Sie ist Model, betreibt bei Youtube einen Fitness-Channel – und ist jetzt auch noch Deutschlands neue Weltklasse-Weitspringerin: Alexandra Wester führt die Weltrangliste an. Dabei war sie schon fast am Ende.

          Nach ihrem Traumsprung an die 7-Meter-Marke war Weitspringerin Alexandra Wester überglücklich, und das Lob der Olympiasiegerin machte die neue Olympia-Hoffnung so richtig stolz. „Sie hat mich wirklich sehr beeindruckt. Alexandra hat ein unglaubliches Potenzial. Die sieben Meter hat sie drauf, absolut“, sagte Heike Drechsler am Sonntag der Deutschen Presse-Agentur (dpa).

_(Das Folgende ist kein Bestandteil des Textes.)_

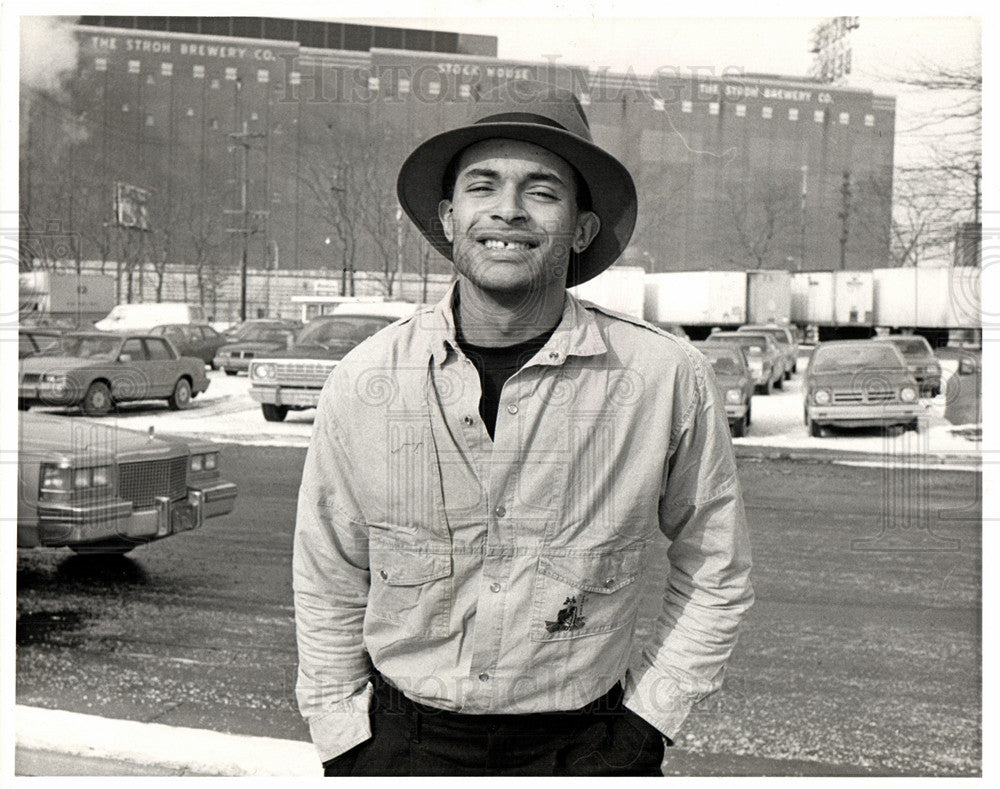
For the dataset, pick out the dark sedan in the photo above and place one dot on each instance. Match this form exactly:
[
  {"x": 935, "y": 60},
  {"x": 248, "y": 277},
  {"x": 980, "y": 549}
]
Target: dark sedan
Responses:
[{"x": 735, "y": 383}]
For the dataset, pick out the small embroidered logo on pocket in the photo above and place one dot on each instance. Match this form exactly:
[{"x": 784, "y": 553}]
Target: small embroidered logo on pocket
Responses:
[{"x": 570, "y": 617}]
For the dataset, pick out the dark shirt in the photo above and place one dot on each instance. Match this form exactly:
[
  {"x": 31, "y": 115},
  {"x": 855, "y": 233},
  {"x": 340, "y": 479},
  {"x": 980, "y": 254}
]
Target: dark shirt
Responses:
[{"x": 495, "y": 366}]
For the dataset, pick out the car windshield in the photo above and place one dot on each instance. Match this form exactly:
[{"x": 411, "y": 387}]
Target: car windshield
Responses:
[
  {"x": 855, "y": 357},
  {"x": 341, "y": 330},
  {"x": 84, "y": 346},
  {"x": 912, "y": 347},
  {"x": 725, "y": 365}
]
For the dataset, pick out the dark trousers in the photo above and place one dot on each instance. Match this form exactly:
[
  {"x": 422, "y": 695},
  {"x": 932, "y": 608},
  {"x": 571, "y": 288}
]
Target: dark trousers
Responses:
[{"x": 603, "y": 738}]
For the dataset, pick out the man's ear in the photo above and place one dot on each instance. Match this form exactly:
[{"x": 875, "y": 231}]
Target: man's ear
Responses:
[
  {"x": 447, "y": 219},
  {"x": 588, "y": 225}
]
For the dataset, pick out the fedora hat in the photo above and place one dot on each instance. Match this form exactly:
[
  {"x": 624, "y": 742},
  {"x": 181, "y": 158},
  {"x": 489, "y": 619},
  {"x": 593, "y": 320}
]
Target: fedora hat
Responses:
[{"x": 550, "y": 117}]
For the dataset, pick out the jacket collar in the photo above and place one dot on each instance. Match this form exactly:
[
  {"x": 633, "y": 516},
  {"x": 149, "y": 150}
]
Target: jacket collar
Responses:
[{"x": 577, "y": 333}]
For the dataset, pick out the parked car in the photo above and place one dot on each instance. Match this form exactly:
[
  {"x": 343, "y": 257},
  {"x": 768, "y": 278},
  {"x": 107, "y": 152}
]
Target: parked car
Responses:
[
  {"x": 859, "y": 383},
  {"x": 30, "y": 341},
  {"x": 293, "y": 379},
  {"x": 108, "y": 489},
  {"x": 785, "y": 341},
  {"x": 142, "y": 317},
  {"x": 192, "y": 339},
  {"x": 920, "y": 359},
  {"x": 735, "y": 382},
  {"x": 762, "y": 354},
  {"x": 235, "y": 357},
  {"x": 97, "y": 370},
  {"x": 239, "y": 332}
]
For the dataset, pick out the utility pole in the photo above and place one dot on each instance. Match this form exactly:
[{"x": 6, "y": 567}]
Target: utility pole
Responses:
[
  {"x": 845, "y": 217},
  {"x": 249, "y": 218}
]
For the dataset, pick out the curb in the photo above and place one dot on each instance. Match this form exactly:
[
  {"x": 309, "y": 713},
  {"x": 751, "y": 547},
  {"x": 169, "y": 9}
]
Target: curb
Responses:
[
  {"x": 965, "y": 461},
  {"x": 159, "y": 747}
]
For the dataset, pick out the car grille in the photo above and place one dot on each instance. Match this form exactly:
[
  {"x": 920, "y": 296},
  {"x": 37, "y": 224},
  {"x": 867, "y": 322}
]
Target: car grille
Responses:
[
  {"x": 142, "y": 482},
  {"x": 302, "y": 373},
  {"x": 871, "y": 396}
]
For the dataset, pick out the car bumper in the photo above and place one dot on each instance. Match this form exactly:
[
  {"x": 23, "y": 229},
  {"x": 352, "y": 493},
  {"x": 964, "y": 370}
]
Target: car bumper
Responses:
[
  {"x": 282, "y": 395},
  {"x": 864, "y": 415},
  {"x": 64, "y": 524},
  {"x": 736, "y": 412}
]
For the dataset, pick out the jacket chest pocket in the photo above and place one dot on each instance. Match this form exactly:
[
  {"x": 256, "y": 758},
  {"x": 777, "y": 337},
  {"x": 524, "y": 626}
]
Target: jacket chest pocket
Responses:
[
  {"x": 410, "y": 589},
  {"x": 578, "y": 596}
]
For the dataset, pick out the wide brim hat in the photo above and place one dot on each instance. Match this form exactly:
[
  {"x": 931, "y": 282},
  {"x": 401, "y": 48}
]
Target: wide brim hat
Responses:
[{"x": 548, "y": 116}]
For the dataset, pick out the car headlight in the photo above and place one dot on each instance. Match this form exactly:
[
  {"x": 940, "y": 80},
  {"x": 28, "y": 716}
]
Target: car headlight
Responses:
[
  {"x": 821, "y": 396},
  {"x": 204, "y": 461}
]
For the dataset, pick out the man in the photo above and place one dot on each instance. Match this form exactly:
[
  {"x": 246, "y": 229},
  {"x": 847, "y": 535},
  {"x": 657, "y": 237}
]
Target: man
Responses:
[{"x": 485, "y": 479}]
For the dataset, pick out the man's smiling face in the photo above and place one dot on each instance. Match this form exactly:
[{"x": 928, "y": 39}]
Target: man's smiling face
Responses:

          Als Stargast beim Istaf Indoor hatte die ehemalige Weltklasse-Athletin den 6,95-Meter-Siegsprung Westers am Samstagabend live erlebt. „Ich hoffe, sie bleibt so cool und locker und hebt nicht ab“, meinte die Thüringerin, die seit genau 28 Jahren den deutschen Hallenrekord (7,37 Meter) hält.

          In diese Sphären wird Alexandra Wester nicht so schnell vordringen, mit der Jahresweltbestweite von 6,95 Meter hat sich die 21-Jährige selbst überrascht. „Es war extrem befreiend. Diese Weite hatte ich heute noch nicht erwartet“, sagte die Athletin vom ASV Köln. Im Vorjahr stand Westers Bestleistung bei 6,59 Metern - und die enorme Steigerung ist nicht nur ein Zahlendreher. „Das ist eine Kombination von meinem Training, von meinem Trainer und mir“, sagte sie nach dem besten Wettkampf ihrer Karriere in der Berliner Mercedes-Benz-Arena.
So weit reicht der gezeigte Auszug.